Insisting on a bit of reality in public policymaking does not mean that it is necessary to believe that 'elites' should just 'ignore' the people. Because the British people know in their hearts that the choice between 'Europe' and 'the world' is a false one, and that the idea that we can simply pull up the drawbridge and say goodbye to the better, brighter new world of porous borders is a fantasy. It'd be easy to look down on the voters - and Matthew Parris recently got himself into trouble after a surprisingly nasty piece of work on the UKIP-voting residents of Clacton - if they always agreed with UKIP. If they really were a bunch of bigots. If the crude certainties of some of UKIP's more swivel-eyed adherents were all there is to it.

Here's a newsflash: the people aren't so stupid as all that.

The political circumstances in which we find ourselves today - the last, long, loud cry of anger about a more open, cosmopolitan and liberal Britain - are unlikely to last. All three 'main' party leaders will rarely be so detested. All three 'major' parties will not always be so tainted by failure. New solutions will arrive. Novel concepts will arise. No doubt things looked bleak in 1929-31. Then Keynesianism, US corporatism and a huge investment boom injected capitalism with a great big dose of steriods, and everyone in the West got a lot, lot richer for a long, long time.

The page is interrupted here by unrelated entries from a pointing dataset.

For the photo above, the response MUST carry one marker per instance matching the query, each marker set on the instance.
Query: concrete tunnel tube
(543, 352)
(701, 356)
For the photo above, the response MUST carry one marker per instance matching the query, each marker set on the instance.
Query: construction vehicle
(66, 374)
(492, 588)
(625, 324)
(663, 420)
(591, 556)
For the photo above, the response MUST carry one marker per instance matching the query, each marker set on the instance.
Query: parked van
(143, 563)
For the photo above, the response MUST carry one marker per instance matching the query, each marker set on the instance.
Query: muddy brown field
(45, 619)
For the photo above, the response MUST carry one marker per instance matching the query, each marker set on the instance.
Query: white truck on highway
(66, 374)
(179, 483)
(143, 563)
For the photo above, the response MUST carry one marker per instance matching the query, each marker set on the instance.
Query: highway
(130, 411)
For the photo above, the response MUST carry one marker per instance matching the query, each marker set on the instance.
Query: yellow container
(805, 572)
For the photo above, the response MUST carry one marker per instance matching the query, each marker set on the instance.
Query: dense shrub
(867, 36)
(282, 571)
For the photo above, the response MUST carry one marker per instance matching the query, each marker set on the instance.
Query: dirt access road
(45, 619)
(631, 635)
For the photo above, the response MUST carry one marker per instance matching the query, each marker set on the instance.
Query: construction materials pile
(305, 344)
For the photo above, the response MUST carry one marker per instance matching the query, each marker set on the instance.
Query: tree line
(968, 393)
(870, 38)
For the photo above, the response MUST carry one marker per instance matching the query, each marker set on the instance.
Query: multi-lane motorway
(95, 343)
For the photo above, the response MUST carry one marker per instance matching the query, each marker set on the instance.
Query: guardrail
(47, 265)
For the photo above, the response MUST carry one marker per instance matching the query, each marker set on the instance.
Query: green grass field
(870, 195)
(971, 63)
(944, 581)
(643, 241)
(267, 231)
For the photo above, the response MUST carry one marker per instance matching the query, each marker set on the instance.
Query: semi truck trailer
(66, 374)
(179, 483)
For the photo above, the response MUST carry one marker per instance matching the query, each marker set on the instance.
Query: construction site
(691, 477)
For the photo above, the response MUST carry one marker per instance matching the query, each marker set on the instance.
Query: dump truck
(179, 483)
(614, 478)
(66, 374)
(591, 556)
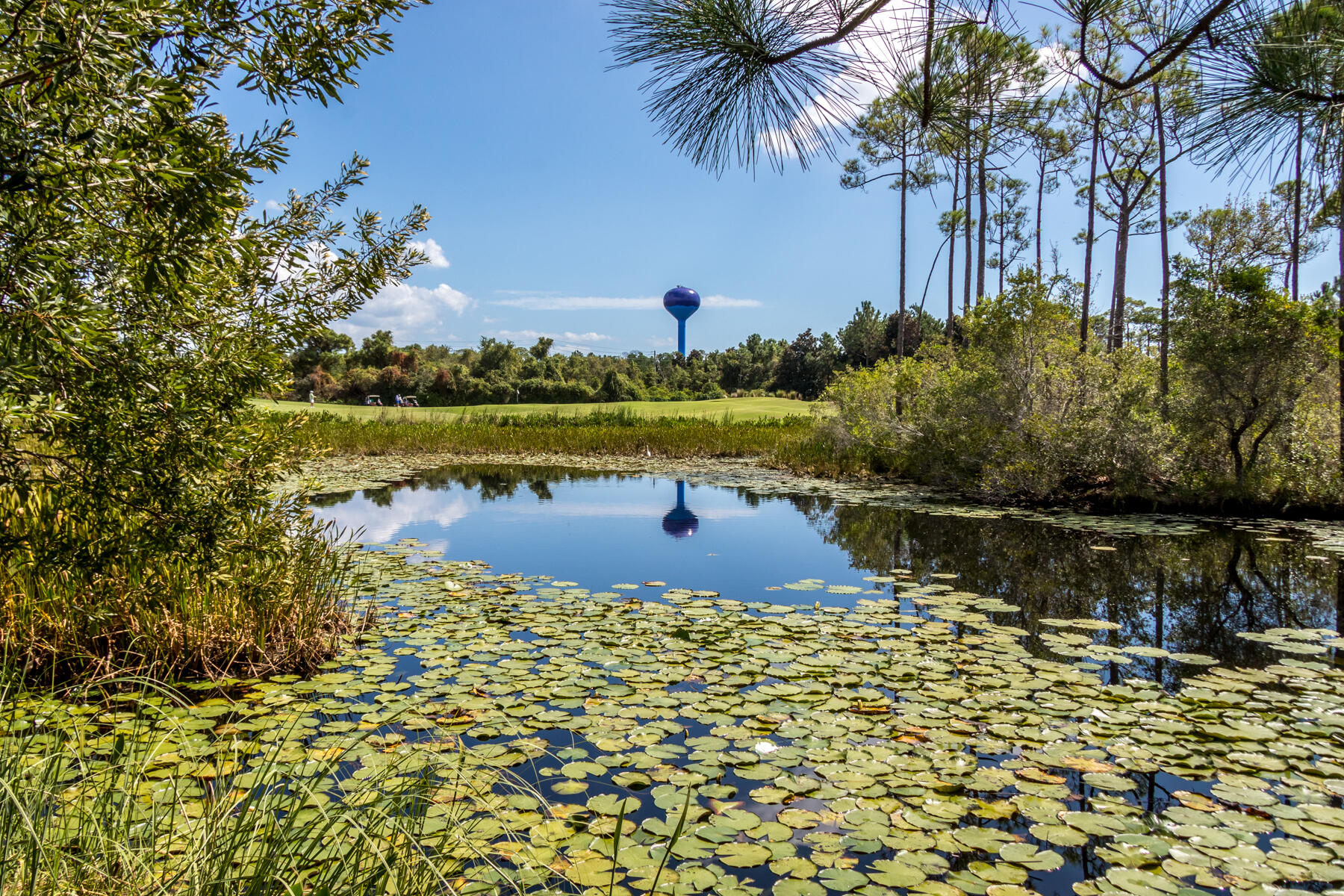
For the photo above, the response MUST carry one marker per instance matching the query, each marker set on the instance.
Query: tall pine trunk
(984, 208)
(1162, 230)
(1296, 249)
(965, 285)
(1339, 290)
(900, 320)
(952, 240)
(1117, 297)
(1092, 222)
(1041, 198)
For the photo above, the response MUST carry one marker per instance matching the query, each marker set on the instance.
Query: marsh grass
(97, 815)
(606, 433)
(269, 595)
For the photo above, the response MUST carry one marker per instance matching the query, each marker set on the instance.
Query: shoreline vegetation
(833, 441)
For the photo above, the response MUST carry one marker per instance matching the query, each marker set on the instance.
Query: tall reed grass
(269, 594)
(611, 433)
(96, 810)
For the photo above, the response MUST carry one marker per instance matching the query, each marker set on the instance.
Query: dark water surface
(1187, 585)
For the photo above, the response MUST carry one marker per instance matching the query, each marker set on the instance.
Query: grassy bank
(737, 408)
(621, 433)
(267, 595)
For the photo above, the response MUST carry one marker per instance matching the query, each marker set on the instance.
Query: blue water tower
(682, 302)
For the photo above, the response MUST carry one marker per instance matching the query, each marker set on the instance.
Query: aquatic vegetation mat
(685, 742)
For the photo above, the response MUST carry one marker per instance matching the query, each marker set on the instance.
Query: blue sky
(558, 210)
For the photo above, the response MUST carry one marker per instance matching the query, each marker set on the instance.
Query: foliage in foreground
(268, 595)
(141, 305)
(131, 798)
(714, 746)
(1019, 413)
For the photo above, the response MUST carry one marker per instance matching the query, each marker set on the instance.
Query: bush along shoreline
(1016, 414)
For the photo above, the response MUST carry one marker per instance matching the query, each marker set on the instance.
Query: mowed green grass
(735, 408)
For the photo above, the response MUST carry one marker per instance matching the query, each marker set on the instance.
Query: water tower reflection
(679, 521)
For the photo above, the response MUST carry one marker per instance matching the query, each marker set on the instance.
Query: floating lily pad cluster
(640, 736)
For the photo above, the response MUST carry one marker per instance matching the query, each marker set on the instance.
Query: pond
(1009, 741)
(1186, 585)
(741, 682)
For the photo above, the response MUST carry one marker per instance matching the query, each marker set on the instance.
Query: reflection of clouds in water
(641, 511)
(409, 507)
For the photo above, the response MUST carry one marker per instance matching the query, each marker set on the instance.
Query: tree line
(500, 373)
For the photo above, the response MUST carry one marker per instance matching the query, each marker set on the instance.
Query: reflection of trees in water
(494, 481)
(1182, 593)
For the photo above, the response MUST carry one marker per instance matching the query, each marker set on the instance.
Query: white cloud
(612, 304)
(564, 341)
(432, 250)
(413, 314)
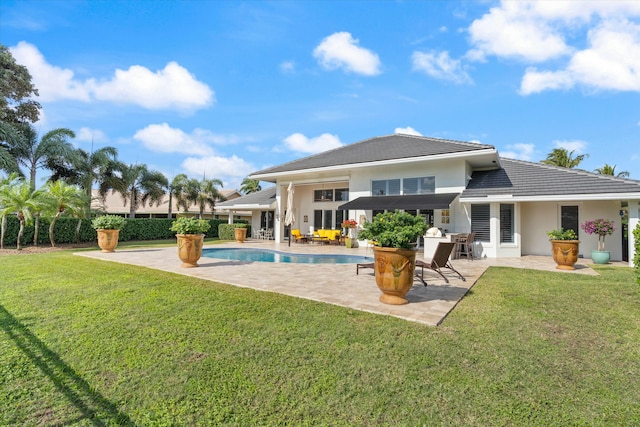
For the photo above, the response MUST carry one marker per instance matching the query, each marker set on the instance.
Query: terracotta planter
(565, 253)
(394, 269)
(190, 249)
(107, 239)
(240, 234)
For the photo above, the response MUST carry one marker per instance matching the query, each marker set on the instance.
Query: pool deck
(333, 283)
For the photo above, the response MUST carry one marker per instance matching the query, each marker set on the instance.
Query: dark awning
(390, 203)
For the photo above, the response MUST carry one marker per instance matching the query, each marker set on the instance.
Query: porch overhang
(413, 201)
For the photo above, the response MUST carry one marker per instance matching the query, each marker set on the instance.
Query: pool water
(266, 255)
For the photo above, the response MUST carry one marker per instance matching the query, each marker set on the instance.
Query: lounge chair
(439, 261)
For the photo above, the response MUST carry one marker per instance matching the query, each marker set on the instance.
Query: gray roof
(526, 179)
(262, 198)
(390, 147)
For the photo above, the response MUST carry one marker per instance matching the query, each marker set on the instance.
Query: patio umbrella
(289, 218)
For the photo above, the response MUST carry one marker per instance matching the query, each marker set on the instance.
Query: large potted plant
(564, 248)
(603, 228)
(190, 236)
(108, 228)
(394, 235)
(240, 231)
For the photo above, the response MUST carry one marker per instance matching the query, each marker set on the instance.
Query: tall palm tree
(249, 185)
(607, 169)
(138, 185)
(34, 154)
(5, 184)
(204, 193)
(563, 158)
(61, 197)
(19, 199)
(177, 189)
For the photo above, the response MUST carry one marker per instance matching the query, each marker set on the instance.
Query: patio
(333, 283)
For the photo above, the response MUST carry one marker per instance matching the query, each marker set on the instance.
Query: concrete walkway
(332, 283)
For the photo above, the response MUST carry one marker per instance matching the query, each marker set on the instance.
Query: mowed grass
(85, 342)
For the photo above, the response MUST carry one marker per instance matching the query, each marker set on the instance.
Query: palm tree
(138, 185)
(204, 193)
(563, 158)
(607, 169)
(249, 185)
(34, 154)
(5, 184)
(61, 197)
(19, 199)
(177, 189)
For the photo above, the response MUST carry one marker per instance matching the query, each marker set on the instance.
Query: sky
(221, 89)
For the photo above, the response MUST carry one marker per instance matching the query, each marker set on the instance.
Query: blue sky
(226, 88)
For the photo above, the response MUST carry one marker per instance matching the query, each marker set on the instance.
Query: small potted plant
(190, 236)
(108, 228)
(603, 228)
(394, 236)
(350, 240)
(564, 248)
(240, 230)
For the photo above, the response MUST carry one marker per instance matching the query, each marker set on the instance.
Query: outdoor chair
(439, 261)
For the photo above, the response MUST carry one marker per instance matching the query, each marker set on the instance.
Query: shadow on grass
(91, 404)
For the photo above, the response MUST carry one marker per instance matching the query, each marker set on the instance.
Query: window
(569, 218)
(506, 224)
(386, 187)
(445, 217)
(423, 185)
(323, 195)
(342, 194)
(481, 222)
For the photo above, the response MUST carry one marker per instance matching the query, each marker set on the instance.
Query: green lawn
(84, 342)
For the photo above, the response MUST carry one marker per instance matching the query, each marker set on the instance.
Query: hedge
(65, 230)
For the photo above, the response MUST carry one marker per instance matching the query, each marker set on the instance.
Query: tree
(16, 90)
(563, 158)
(34, 154)
(249, 186)
(61, 197)
(19, 199)
(607, 169)
(138, 185)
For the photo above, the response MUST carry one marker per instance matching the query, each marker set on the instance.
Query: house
(113, 204)
(457, 186)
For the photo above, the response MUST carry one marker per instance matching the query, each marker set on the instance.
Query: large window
(387, 187)
(481, 222)
(423, 185)
(506, 224)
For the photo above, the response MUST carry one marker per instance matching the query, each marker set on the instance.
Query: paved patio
(333, 283)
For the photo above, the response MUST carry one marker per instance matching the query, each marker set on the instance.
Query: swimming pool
(267, 255)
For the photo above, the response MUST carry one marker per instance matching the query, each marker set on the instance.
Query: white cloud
(408, 131)
(91, 135)
(519, 151)
(173, 87)
(341, 50)
(231, 170)
(577, 145)
(300, 143)
(440, 66)
(165, 139)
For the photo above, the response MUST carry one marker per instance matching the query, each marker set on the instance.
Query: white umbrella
(289, 218)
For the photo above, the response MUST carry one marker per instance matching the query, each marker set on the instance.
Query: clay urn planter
(190, 237)
(108, 229)
(565, 248)
(240, 232)
(394, 235)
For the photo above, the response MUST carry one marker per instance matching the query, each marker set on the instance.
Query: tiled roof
(264, 197)
(525, 179)
(381, 148)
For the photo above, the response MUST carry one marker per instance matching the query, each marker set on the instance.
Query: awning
(390, 203)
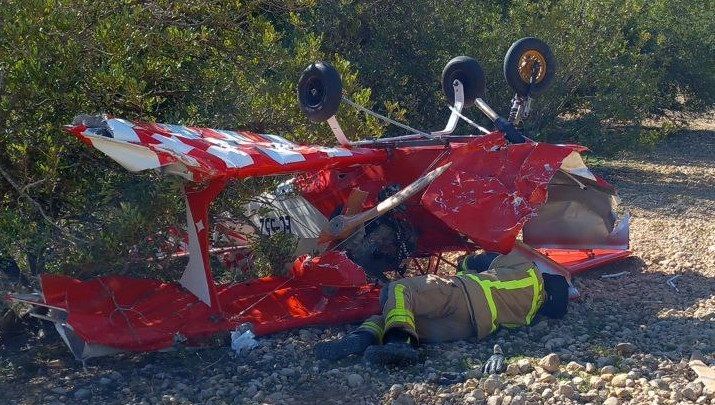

Britons aren't all that convinced by UKIP's remedies even at our present low political ebb. Recent polls have in fact shown rising and record majorities in favour of staying in the EU: there is little doubt that, if the Prime Minister recommends staying in after a renegotiation, then in the UK will most definitely stay. Young people, graduates and urban dwellers - in short, Britons of the future - are actually severely relaxed about immigration. Open racism is relatively rare in today's Britain - or, at least, not nearly as widespread as it is in countries such as France, Spain and Italy. The population as a whole is becoming surprisingly laid-back about even very radical measures to tackle racial discrimination, backing for instance the idea of positive discrimination if necessary to boost the chances of non-white Britons.

It's easy to absorb big old political myths. They're zombie facts, lumbering around the imaginative landscape, cluttering up the place, smacking into the furniture, and generally getting in the way. Scottish nationalists want you to believe that young people are part of an 'inevitable' tidal wave in favour or independence that can only flow in one direction - except that Scots have been gradually feeling more 'British' recently, that a majority still just about do in one way or another, and that we have some evidence that 16- and 17-year-olds voted 'no' in the recent independence referendum. This set of bedtime fantasies is wrong as well, by the way.

So this blog's conclusion? Straight talking about the reality of our situation - like it or lump it - would go down better with the electorate than just pandering to UKIP. Because that political insurgency's prejudices and preconceptions aren't shared by most people anyway.